Clang Analyzer false positives with relations between variables

I'm working my way through a full Clang Analyzer report of FreeBSD source code: http://scan.freebsd.your.org/freebsd-head/, fixing bugs in FreeBSD and reporting false positives.

First of all, someone at LLVM just shaved 1000 reports off the list since Sunday. Thanks!

There's a large group of false positives that fall in the same category where the analyzer doesn't sufficiently account for relations between variables. Here's an example from http://llvm.org/bugs/show_bug.cgi?id=13426:

int foo(int y, int z) {
    int x;
    if (y == z) {
        x = 0;
    } else {
        if (y != z) {
            x = 1;
        }
    }
    return x;
}

which warns that x may be uninitialized. Here's a more real-world example in FreeBSD: http://scan.freebsd.your.org/freebsd-head/usr.sbin.mtree/2012-09-30-amd64/report-KuXNHJ.html#EndPath

But according to the implementation of parsekey() (called at line 177) at http://svn.freebsd.org/base/head/usr.sbin/mtree/misc.c then "value" is always 1 when "type" is F_FLAGS and thus val is always initialized at line 178 and thus the reported situation can never occur.

My question is how hard this would be to implement, at least starting with the simple example? Where would the code go in the LLVM tree?

Kind regards,
Erik

I'm working my way through a full Clang Analyzer report of FreeBSD source code: http://scan.freebsd.your.org/freebsd-head/, fixing bugs in FreeBSD and reporting false positives.

First of all, someone at LLVM just shaved 1000 reports off the list since Sunday. Thanks!

There's a large group of false positives that fall in the same category where the analyzer doesn't sufficiently account for relations between variables. Here's an example from Invalid Bug ID

int foo(int y, int z) {
   int x;
   if (y == z) {
       x = 0;
   } else {
       if (y != z) {
           x = 1;
       }
   }
   return x;
}

which warns that x may be uninitialized. Here's a more real-world example in FreeBSD: http://scan.freebsd.your.org/freebsd-head/usr.sbin.mtree/2012-09-30-amd64/report-KuXNHJ.html#EndPath

But according to the implementation of parsekey() (called at line 177) at http://svn.freebsd.org/base/head/usr.sbin/mtree/misc.c then "value" is always 1 when "type" is F_FLAGS and thus val is always initialized at line 178 and thus the reported situation can never occur.

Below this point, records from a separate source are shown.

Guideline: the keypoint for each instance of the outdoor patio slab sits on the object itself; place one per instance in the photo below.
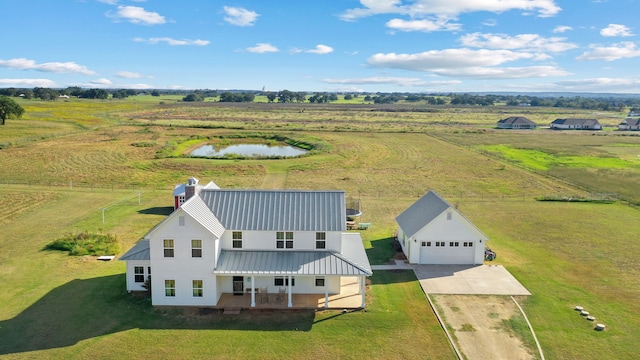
(468, 280)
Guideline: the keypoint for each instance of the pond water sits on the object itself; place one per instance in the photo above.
(248, 150)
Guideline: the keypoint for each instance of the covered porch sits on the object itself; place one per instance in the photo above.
(290, 279)
(348, 298)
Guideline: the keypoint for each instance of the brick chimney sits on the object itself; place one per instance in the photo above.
(190, 188)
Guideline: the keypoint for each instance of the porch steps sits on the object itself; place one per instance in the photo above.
(231, 311)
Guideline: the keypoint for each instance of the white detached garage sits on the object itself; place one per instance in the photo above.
(431, 231)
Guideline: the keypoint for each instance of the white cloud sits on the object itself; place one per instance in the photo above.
(448, 58)
(467, 63)
(401, 81)
(320, 49)
(101, 82)
(28, 83)
(53, 67)
(138, 15)
(173, 42)
(262, 48)
(503, 72)
(439, 24)
(602, 84)
(240, 16)
(419, 8)
(562, 28)
(622, 50)
(616, 30)
(128, 75)
(528, 42)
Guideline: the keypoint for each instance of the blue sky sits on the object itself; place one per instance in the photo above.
(325, 45)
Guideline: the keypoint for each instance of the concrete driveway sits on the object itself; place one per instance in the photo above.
(468, 280)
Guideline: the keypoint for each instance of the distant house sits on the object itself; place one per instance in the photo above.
(180, 191)
(576, 124)
(516, 122)
(431, 231)
(629, 124)
(250, 243)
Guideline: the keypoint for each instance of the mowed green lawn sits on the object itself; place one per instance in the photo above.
(55, 306)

My question is how hard this would be to implement, at least starting with the simple example? Where would the code go in the LLVM tree?

The first action toward fixing the simple example, would be to add alpha-remaning support to the analyzer's constraint manager. While performing symbolic execution of the program, we cannot record the fact that x == y, so even this simplified example will not work:

int foo(int y, int z, int *p) {
  int *x;
  if (y == z)
    x = 0;
  if (y == z)
    x = p;
  return *x; // False positive: null pointer dereference reported.
}

This would not guarantee that the second example will be solved. For example, it looks like the 'parsekey()' function is in a separate translation unit. The analyzer is not yet capable of reasoning across translation unit boundaries.

One could argue that the fact that parsekey's return values have the dependency has to be recorded by the programmer. Without a better mechanism, an assert could be helpful.

Cheers,
Anna.

The first action toward fixing the simple example, would be to add alpha-remaning support to the analyzer's constraint manager. While performing symbolic execution of the program, we cannot record the fact that x == y, so even this simplified example will not work:

int foo(int y, int z, int *p) {
int *x;
if (y == z)
   x = 0;
if (y == z)
   x = p;
return *x; // False positive: null pointer dereference reported.
}

Thanks for the explanation. It's a bit over my head to implement but nice to know what's going on.

This would not guarantee that the second example will be solved. For example, it looks like the 'parsekey()' function is in a separate translation unit. The analyzer is not yet capable of reasoning across translation unit boundaries.

One could argue that the fact that parsekey's return values have the dependency has to be recorded by the programmer. Without a better mechanism, an assert could be helpful.

I'll have a look at it again.

Erik